“This is way better.” That was the prevailing sentiment at today’s Y Combinator Demo Day where 47 fresh startups strutted their stuff for investors. Compared to the 65 demos a year ago and tedious 75 in August, investors told me this tighter Demo Day was more manageable, the quality of the startups was higher, and it felt like the old YC that earned the reputation as tech’s premier incubator.
The founders who presented today at Mountain View’s Computer History Museum dug the more exclusive version of YC too. “I thought the class size was pretty perfect” said one co-founder of an ecommerce startup who preferred not to be named. “There was a huge round of applause when they announced [how few applicants were admitted]. Everyone felt so much more special.”
Beyond the feeling like they’d won the startup lottery, cutting the class size by a third granted each company more face time with YC’s partners and mentor network. While Demo Day presentations are always meticulously practiced, that guidance may have led the companies to clearer visions of where they were headed. I heard fewer vague ideas where monetization would get hammered out later, and more concrete roadmaps.
Amongst the batch were the typical “Airbnb for X” (Flightcar’s airport vehicle rentals) and “Kayak For Y” (SimplyInsured’s health insurance selector). There was as also a bit of deja-vu. Swapbox, which sets up public lockers for package delivery, was nearly identical to the previous YC class’ BufferBox, which got acquired by Google leaving an opportunity for an independent approach. And WeFunder’s equity crowdfunding platform for startups does almost exactly the same thing as YC Summer 2012’s FundersClub. Great minds think alike, I guess, especially when there are big markets to chase.

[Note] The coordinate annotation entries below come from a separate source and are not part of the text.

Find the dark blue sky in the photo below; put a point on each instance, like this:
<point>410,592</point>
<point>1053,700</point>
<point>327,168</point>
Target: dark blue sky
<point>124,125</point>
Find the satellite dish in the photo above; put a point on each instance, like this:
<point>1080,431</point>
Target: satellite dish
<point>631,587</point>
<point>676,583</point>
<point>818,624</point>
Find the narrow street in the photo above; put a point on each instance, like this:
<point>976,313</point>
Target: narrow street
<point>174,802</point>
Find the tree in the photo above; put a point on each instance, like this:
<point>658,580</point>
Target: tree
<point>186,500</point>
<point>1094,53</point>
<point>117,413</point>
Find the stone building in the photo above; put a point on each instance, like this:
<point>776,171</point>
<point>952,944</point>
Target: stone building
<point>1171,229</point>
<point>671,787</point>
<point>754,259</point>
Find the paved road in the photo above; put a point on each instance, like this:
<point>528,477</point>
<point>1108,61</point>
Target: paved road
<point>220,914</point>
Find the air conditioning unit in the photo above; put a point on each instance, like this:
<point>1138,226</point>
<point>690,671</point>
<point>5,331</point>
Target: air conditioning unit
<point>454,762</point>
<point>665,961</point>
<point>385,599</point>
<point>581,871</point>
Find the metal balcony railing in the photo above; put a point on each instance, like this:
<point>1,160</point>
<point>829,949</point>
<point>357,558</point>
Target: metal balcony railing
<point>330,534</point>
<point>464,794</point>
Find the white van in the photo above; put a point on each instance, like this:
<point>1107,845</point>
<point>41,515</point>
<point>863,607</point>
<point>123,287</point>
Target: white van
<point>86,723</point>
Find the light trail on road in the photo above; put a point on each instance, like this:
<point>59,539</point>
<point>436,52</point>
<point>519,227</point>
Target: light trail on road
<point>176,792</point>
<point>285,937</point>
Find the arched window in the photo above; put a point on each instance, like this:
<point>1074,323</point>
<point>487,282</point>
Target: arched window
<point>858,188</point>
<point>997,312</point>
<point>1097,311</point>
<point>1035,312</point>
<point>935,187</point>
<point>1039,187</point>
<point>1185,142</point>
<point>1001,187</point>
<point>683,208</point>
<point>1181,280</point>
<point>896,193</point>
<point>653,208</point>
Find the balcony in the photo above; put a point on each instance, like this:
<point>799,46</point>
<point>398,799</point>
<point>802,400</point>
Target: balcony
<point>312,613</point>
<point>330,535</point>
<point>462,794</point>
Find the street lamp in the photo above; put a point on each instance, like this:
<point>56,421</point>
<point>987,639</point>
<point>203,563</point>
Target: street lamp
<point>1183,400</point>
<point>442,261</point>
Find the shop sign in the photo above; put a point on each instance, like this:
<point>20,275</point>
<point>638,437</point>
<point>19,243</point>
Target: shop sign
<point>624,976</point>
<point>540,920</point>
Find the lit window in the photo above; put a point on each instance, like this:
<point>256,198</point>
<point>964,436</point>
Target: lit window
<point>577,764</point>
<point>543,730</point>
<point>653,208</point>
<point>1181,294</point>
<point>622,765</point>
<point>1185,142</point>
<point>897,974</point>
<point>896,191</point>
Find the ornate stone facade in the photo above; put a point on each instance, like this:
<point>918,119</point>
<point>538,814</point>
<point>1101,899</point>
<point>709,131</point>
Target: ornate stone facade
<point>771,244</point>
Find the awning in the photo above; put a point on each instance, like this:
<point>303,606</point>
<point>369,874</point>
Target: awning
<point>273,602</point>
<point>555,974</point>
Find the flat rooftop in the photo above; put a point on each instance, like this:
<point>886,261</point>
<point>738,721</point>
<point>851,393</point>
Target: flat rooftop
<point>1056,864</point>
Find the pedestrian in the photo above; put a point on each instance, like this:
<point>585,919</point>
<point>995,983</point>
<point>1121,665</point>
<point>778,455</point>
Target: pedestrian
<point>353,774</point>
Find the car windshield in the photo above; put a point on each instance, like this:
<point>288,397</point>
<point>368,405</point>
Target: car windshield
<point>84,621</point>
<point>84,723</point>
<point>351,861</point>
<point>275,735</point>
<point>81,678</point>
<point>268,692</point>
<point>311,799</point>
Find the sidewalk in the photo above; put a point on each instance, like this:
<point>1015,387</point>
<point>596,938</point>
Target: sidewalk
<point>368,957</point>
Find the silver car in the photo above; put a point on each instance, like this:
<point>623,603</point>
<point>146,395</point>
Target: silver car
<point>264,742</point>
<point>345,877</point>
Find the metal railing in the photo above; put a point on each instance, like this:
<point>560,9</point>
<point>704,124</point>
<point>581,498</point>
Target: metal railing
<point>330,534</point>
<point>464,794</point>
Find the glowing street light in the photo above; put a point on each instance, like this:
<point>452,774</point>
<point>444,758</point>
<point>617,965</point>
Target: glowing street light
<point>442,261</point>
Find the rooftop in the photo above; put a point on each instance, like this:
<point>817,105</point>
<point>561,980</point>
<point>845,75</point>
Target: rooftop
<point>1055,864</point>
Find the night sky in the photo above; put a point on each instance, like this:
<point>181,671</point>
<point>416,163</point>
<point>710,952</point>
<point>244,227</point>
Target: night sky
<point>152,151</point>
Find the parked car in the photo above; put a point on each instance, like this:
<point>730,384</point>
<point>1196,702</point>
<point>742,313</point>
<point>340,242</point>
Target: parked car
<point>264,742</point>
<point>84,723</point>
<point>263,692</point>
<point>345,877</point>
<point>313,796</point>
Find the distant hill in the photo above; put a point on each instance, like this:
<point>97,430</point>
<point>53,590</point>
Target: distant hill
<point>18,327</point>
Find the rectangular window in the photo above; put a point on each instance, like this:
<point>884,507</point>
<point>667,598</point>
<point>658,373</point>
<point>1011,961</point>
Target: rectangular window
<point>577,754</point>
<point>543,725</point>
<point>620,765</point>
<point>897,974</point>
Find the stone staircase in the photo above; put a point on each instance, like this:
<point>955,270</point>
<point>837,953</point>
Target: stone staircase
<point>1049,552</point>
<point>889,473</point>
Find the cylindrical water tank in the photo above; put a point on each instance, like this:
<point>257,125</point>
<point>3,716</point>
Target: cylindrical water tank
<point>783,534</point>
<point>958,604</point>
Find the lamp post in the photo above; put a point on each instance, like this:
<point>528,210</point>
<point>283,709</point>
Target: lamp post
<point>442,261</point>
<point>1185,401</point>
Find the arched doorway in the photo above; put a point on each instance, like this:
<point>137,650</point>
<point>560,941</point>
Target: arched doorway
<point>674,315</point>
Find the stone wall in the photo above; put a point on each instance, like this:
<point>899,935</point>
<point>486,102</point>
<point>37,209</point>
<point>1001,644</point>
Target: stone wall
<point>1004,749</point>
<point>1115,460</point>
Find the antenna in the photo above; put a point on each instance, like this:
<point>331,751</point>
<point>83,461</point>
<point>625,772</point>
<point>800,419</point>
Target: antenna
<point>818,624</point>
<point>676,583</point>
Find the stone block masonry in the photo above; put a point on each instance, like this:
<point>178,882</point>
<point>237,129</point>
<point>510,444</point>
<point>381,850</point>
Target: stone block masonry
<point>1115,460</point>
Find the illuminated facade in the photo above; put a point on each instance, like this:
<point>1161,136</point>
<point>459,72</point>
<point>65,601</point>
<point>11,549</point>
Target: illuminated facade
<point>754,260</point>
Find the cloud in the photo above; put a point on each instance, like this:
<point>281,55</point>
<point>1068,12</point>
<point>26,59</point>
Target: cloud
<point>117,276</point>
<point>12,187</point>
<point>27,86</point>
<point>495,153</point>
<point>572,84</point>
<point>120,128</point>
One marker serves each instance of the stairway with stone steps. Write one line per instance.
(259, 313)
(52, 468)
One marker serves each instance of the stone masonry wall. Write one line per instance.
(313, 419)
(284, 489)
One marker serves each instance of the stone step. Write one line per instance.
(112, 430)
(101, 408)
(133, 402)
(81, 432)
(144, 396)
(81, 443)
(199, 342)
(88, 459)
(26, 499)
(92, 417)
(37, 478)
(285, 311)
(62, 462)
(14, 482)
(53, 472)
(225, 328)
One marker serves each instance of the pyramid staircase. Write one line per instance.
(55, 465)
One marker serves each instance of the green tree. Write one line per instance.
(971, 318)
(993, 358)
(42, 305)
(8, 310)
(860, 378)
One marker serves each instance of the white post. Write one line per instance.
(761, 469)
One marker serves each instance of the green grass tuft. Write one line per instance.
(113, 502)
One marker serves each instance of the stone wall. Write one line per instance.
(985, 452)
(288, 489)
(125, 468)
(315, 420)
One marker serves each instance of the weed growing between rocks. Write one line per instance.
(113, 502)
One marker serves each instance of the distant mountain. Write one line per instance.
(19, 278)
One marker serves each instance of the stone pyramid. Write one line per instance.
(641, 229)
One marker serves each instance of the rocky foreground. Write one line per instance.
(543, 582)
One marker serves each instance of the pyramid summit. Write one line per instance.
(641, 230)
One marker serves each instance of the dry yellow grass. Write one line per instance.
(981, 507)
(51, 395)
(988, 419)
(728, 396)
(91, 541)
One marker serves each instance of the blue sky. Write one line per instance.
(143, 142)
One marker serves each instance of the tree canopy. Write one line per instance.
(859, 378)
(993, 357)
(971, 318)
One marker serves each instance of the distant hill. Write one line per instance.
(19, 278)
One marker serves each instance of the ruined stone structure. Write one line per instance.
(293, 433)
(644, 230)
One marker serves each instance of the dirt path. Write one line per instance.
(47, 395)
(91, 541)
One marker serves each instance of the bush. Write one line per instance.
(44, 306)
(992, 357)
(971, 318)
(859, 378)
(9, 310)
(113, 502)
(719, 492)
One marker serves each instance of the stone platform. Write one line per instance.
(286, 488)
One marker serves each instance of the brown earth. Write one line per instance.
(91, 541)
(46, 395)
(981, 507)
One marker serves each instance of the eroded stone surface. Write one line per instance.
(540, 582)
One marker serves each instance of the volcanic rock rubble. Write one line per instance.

There were a fair number of “no-brainers”, said investors in attendance, though that’s not necessarily a bad thing. It just means there were plenty of startups tackling offline problems where people: 1. Hate the experience, 2. Spend a lot of money, and 3. There’s little technology being applied. Wevorce wants to smooth out divorces, Zenefits makes doling out employee benefits easier, and Lawdingo connects people to attorneys. These companies are a bit like modern art. “Anyone could make that!” “Yeah, but you didn’t, and they did.”
Perhaps there weren’t as many crazy moonshots as years ago. Some investors mused that many of the building blocks of the web have been built, so now founders are addressing more discrete problems. However, it can be very tough to tell the difference between a startup that sounds too simple, and one whose simplicity could turn it into a backbone of the Internet.
A handful had the whole crowd impressed, though. Thalmic’s armband that senses electrical impulses to control apps was downright futuristic. And Watsi’s platform for crowdfunding medical care tugged our heartstrings when it showed a little Nepalese girl whose life it saved. Their success will determine that of YC itself now that Sequoia’s funding has been spent. YC has to support itself on exits from its investments from here on out.
Time will tell whether the startups that presented today will eventually change the world. But Y Combinator’s willingness to scale back it size shows admirable modesty. Entrepreneurship has grown into a full-fledged fetish these last few years, and YC grew along with it. To buck that trend, raise the bar, and offer more personal attention took handing out some tough rejection letters. But the benefits could be felt in the excited atmosphere. This isn’t a startup factory anymore.
Today Graham, Jessica Livingston, Garry Tan, and the other YC partners looked visibly less frazzled than at past Demo Days, like they’d been sleeping at night rather than fielding emails from frantic founders. This time they could sit back in confidence and watch the companies they nurtured make their big debut. And I think the startups made their parents proud.